If you've worked at least a decade in the IT industry, at a "fast-paced startup" or a "big corporation", you'll likely know exactly what is not an awesome company. Here's my personal list of non-awesome-company features:
- Meetings. Long, dreadful, useless, meetings.
- Mandatory in-office, on-site, fixed desk, cubicles.
- Interruptions. Constant interruptions throughout the day.
- Little to no time-off. Expected to work 400 days a year.
- Disrespect of your personal life, goals, interests, ambitions.
- Way below market salary. When digging ditches starts to look appealing.
- Focus on just getting things out there, adding to tech debt.
- Moving fast, coding fast, no tests, cowboy force pushes to production.
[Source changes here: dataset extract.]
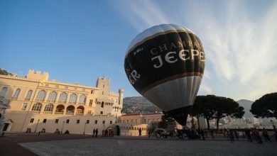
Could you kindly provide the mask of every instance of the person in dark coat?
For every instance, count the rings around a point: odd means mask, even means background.
[[[97,134],[98,134],[98,128],[96,128],[95,130],[95,137],[97,138]]]
[[[92,137],[94,137],[94,135],[95,135],[95,128],[93,129],[93,135],[92,135]]]
[[[267,130],[264,128],[263,128],[263,137],[264,138],[266,141],[271,141],[268,133],[267,133]]]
- 10x co-workers, rockstars.
- Outsourced vendors who suck, and being forced to "deal" with them because they're "cheap".
I could write a million things here, but you get the point.
An awesome company is pretty much the exact opposite of the above. An awesome company goes out of its way to hire the right people, to institute sane company policies, to hire people who are "normal", yet who lead interesting lives. That's what makes them awesome. In my nearly two decades working at various companies, I've seen both, and unfortunately "normal" is not the "norm".
I feel like I should have titled this book:
How to get a job at a Normal Company
Why a normal company?
Most people don't consider normal to be a good thing. Perhaps our definition of normal needs to change. Since normal still holds a negative connotation, I'll just replace it with the word awesome for the remainder of this book.
How to be awesome?
Don't be content with the status quo, with how things are, with how things will be in the future.
Strive to be better, to learn new things, to challenge yourself, and to improve in areas where it's needed. Help others become better.
Just know that even if you're not awesome right now, you can be awesome in the future. By the end of this book, you'll hopefully have the toolset necessary to become an awesome Sysadmin (or SRE, DevOps, etc), and hopefully get a job at an Awesome Company.